Ritchie’s article is the most convoluted post I’ve seen in a while.

It also has a less than great headline.

Lightning already support USB 3.0 ! Apple just never bothered to ship the feature on iPhone but they did on iPad pre USB-C

I wonder if there is a technical reason here. Would actually supporting USB 3.0 transfer speeds generate too much heat, maybe?

Not about lightning cables, but I find it weird he tosses out the line that the EU’s GDPR is a “regulatory cock-up.” Did I miss something, here?

I don’t think you missed anything; it’s just a bad take (IMHO; perhaps he’s just generally on the libertarian side).

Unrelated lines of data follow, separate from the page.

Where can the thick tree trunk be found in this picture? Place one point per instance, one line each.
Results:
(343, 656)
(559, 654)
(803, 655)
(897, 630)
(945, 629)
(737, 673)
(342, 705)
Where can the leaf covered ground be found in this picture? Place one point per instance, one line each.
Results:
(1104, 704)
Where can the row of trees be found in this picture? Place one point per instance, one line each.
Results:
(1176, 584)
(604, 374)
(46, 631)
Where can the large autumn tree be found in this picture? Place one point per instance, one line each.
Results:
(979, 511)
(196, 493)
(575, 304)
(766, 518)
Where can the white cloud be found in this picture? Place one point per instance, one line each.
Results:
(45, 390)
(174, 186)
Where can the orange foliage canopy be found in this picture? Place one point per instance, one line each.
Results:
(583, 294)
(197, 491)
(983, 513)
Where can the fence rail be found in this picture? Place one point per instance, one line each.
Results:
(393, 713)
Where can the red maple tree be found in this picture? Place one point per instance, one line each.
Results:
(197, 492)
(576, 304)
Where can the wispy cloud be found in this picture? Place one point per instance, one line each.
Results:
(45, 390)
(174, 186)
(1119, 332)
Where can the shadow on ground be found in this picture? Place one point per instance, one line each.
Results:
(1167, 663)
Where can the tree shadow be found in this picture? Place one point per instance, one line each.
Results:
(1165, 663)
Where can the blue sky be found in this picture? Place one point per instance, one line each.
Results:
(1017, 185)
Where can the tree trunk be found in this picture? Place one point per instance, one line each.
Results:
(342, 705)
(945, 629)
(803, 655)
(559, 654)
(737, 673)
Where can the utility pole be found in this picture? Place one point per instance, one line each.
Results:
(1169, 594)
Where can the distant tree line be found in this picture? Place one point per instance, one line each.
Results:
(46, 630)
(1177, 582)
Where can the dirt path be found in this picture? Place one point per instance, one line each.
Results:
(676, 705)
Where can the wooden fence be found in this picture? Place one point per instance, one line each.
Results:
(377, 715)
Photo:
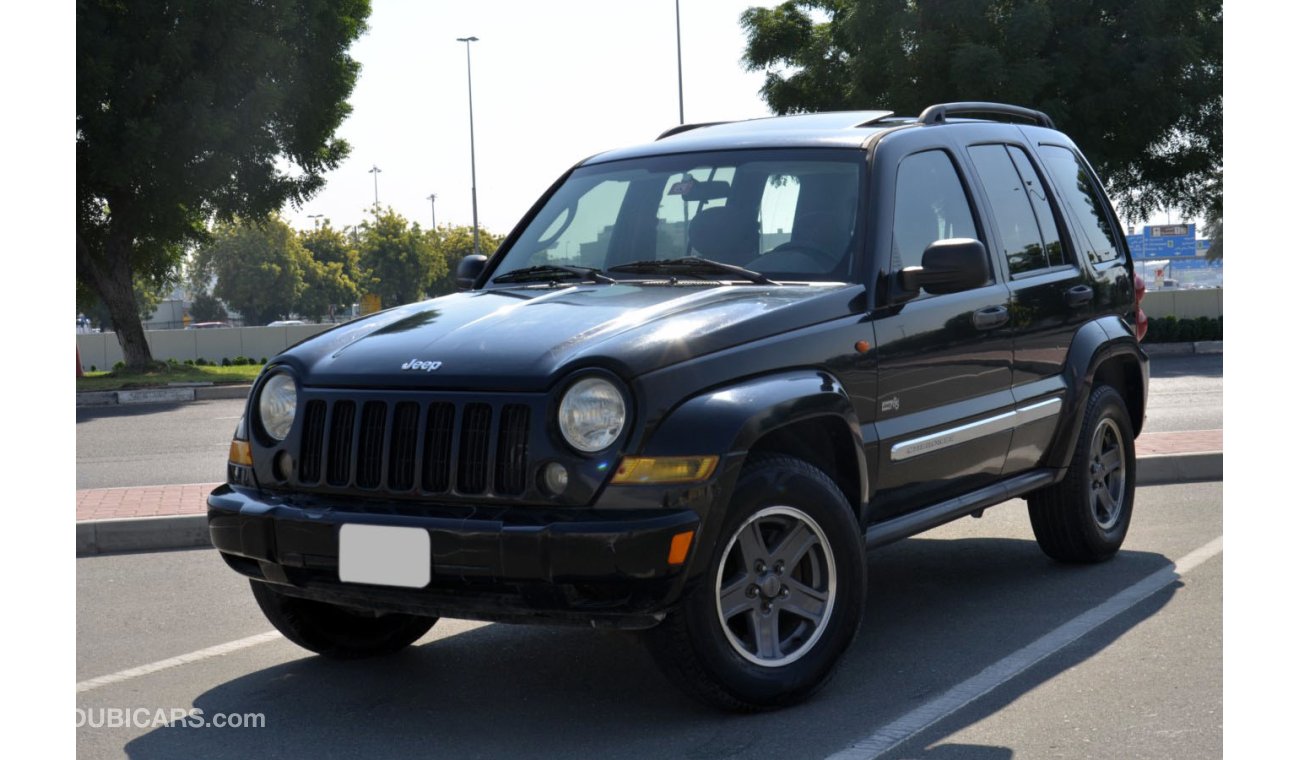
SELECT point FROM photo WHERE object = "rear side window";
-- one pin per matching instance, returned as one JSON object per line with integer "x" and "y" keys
{"x": 930, "y": 204}
{"x": 1082, "y": 204}
{"x": 1028, "y": 231}
{"x": 1022, "y": 240}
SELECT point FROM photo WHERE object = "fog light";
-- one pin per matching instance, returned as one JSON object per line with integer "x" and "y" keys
{"x": 555, "y": 478}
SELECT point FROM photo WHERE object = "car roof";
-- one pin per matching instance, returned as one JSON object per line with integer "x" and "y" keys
{"x": 840, "y": 129}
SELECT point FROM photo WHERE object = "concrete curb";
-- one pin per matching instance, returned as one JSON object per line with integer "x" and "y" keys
{"x": 161, "y": 395}
{"x": 138, "y": 534}
{"x": 134, "y": 534}
{"x": 1181, "y": 468}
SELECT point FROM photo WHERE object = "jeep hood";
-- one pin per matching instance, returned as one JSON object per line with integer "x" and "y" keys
{"x": 527, "y": 338}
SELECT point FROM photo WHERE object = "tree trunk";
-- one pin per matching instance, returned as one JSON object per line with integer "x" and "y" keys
{"x": 112, "y": 278}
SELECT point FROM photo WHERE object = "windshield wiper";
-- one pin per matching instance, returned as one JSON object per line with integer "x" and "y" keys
{"x": 553, "y": 272}
{"x": 692, "y": 266}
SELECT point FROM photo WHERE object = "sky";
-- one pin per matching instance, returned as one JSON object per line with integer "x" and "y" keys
{"x": 553, "y": 83}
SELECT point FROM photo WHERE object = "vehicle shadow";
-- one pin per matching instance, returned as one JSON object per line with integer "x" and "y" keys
{"x": 939, "y": 612}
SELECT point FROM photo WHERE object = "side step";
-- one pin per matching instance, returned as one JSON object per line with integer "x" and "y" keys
{"x": 908, "y": 525}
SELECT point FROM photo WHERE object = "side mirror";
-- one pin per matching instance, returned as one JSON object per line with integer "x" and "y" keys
{"x": 950, "y": 265}
{"x": 468, "y": 270}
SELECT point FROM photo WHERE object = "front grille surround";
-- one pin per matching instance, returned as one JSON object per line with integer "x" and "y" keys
{"x": 416, "y": 444}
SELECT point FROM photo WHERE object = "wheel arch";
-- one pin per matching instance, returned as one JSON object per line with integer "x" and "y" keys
{"x": 1104, "y": 352}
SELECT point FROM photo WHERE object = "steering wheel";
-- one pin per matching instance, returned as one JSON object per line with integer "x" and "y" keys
{"x": 820, "y": 255}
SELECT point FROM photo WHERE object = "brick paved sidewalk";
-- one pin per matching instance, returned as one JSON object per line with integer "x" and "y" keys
{"x": 189, "y": 499}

MagSafe with pins and whatever data transfer protocol and power transfer handshake suits. So Apple can have a unique connector. And cable adapters. We can dispose of the inherent power losses of inductive charging. Which requires near perfect alignment anyway. Lose the added weight of inductive coils. iPhones weight is becoming ridiculous. And finally improve water resistance in one go.


To make matters worse, Thunderbolt / USB 3.0 / 3.1 / 3.2 / 4 sync is entirely broken between the M1 Macs and the M1 iPad Pro. It will not connect.

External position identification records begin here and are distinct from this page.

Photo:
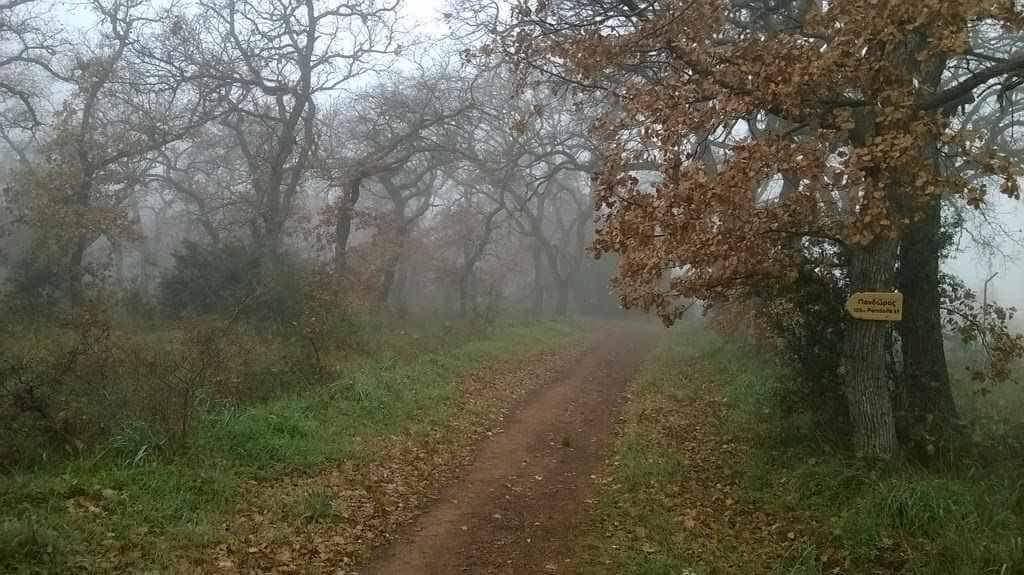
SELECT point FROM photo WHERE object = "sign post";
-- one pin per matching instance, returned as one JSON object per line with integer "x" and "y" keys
{"x": 877, "y": 306}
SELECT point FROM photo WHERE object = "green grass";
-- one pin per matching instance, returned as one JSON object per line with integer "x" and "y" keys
{"x": 847, "y": 515}
{"x": 132, "y": 485}
{"x": 957, "y": 519}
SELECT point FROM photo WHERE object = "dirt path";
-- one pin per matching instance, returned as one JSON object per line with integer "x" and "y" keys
{"x": 515, "y": 507}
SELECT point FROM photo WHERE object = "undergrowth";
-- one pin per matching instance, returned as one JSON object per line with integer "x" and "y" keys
{"x": 53, "y": 517}
{"x": 714, "y": 476}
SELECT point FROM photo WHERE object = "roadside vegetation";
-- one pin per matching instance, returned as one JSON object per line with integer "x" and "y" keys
{"x": 143, "y": 499}
{"x": 717, "y": 473}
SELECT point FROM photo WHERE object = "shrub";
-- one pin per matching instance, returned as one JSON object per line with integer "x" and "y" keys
{"x": 232, "y": 277}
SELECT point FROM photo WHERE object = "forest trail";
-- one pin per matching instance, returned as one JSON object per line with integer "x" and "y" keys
{"x": 514, "y": 509}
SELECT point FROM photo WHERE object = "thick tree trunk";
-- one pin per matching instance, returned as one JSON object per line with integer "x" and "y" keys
{"x": 866, "y": 383}
{"x": 926, "y": 399}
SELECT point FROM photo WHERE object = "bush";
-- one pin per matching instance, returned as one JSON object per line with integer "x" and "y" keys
{"x": 36, "y": 285}
{"x": 232, "y": 278}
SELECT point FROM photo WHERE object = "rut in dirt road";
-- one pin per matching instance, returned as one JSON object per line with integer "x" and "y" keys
{"x": 513, "y": 511}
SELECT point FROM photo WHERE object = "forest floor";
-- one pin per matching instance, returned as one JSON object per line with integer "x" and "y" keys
{"x": 610, "y": 448}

The ONLY way, other than Wifi, is to sync them is via USB2 using the charging cable that comes with the iPad, and that limits you to USB2 speeds. This is true even as of macOS 12.2 and iPadOS 15.3.

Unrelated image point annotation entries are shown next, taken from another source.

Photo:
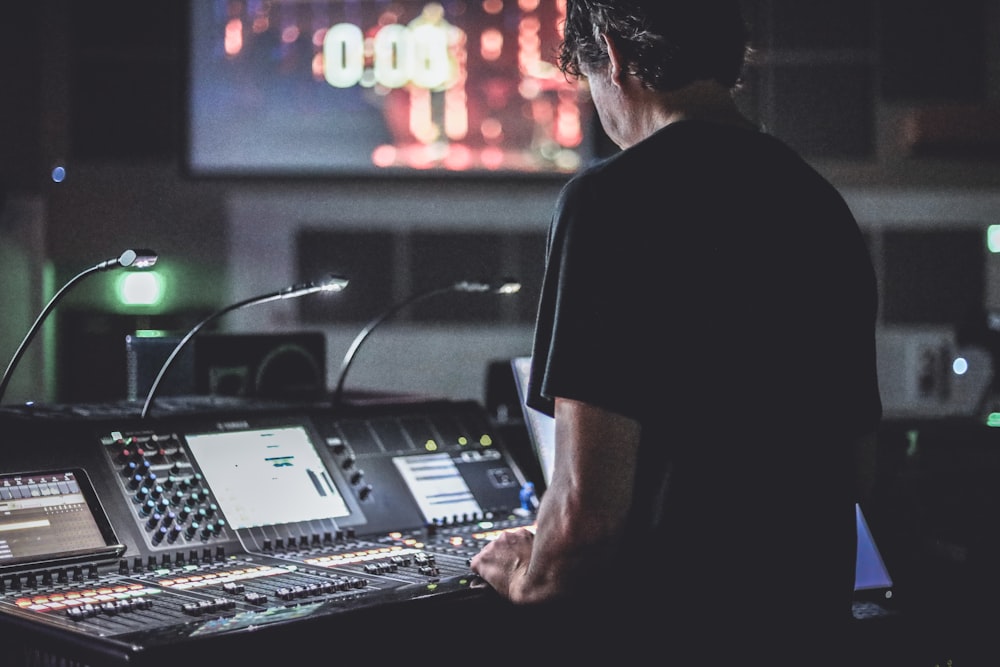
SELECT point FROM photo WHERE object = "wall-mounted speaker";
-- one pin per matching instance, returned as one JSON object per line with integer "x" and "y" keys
{"x": 287, "y": 365}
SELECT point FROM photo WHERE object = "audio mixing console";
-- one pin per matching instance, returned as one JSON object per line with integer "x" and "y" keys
{"x": 252, "y": 531}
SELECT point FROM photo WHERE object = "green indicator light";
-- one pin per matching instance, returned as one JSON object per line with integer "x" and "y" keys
{"x": 140, "y": 288}
{"x": 993, "y": 238}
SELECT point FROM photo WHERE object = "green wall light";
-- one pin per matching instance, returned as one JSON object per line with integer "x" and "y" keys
{"x": 140, "y": 288}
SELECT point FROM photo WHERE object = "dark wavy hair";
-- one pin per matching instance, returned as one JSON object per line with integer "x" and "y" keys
{"x": 666, "y": 43}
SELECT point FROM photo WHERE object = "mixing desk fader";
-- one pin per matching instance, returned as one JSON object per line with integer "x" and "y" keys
{"x": 242, "y": 532}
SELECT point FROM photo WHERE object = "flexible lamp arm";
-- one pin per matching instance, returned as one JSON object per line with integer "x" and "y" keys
{"x": 136, "y": 258}
{"x": 505, "y": 286}
{"x": 330, "y": 284}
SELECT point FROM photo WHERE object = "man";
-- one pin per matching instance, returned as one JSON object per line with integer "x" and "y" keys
{"x": 705, "y": 341}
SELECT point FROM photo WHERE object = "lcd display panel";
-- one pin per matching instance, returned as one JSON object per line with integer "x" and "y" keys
{"x": 368, "y": 87}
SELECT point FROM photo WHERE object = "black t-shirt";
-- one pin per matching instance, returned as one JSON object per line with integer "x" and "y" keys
{"x": 712, "y": 285}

And as I pointed out above, there is no circumstance where Wifi 6 is faster than USB2. The 9.6Gbps speed is not possible on any Apple device, because Apple'w Wifi 6 implementation is limited to 80Mhz channels, and 2/MIMO.


Additional benefit of Lightning 2 with MagSafe would be knowing specs without having to look up which mode of USB or TB a USB-C system would be compatible with. Also Lightning offered a symmetrical connector long before USB-C became mainstream. With MagSafe would improve the experience again.